SALT LAKE CITY — Two decades before Kevin Garnett and Kobe Bryant, there was another high school player who went directly to the pros — and to a team in Utah.
The Utah Stars of the old ABA broke with tradition by drafting and then signing Moses Malone out of Petersburg High School in Virginia in 1974.
Malone became the first modern-era player to jump directly from high school to the pros, inspiring two prep players the following year — Darryl Dawkins and Bill Willoughby — to go directly to the NBA (they would be the last for 20 years until Garnett came out in 1995).
After being recruited by more than 200 colleges, Malone had already signed a letter of intent to play for Lefty Driesell at Maryland. However, the Stars, after drafting him in the third round of the ABA Draft, swooped in and signed him on the first day he was supposed to start classes at Maryland.
At the time Malone was a skinny, 6-foot-10 player, weighing barely 200 pounds.

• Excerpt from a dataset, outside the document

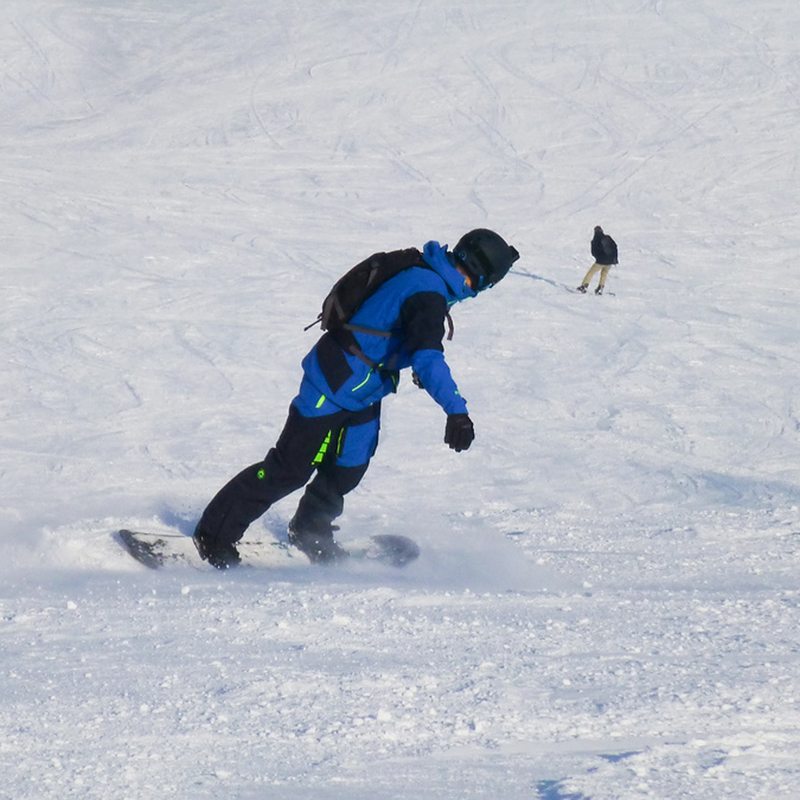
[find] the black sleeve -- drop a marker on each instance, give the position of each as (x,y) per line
(422,318)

He played in Salt Lake City for the Stars for two years, averaging 17 points and 12 rebounds and when the ABA merged with the NBA in 1976, he landed in Houston, where he became an all-star.
In Houston, where he was coached by Tom Nissalke for a couple of years, he won two MVP trophies and after being traded to Philadelphia, won an NBA championship playing alongside Julius Erving and another MVP award.
In all, Malone played 21 seasons in the pros, more than any other player in history and ended up seventh all-time in points scored with 27,409. He also holds the distinction of never fouling in 1,212 straight games.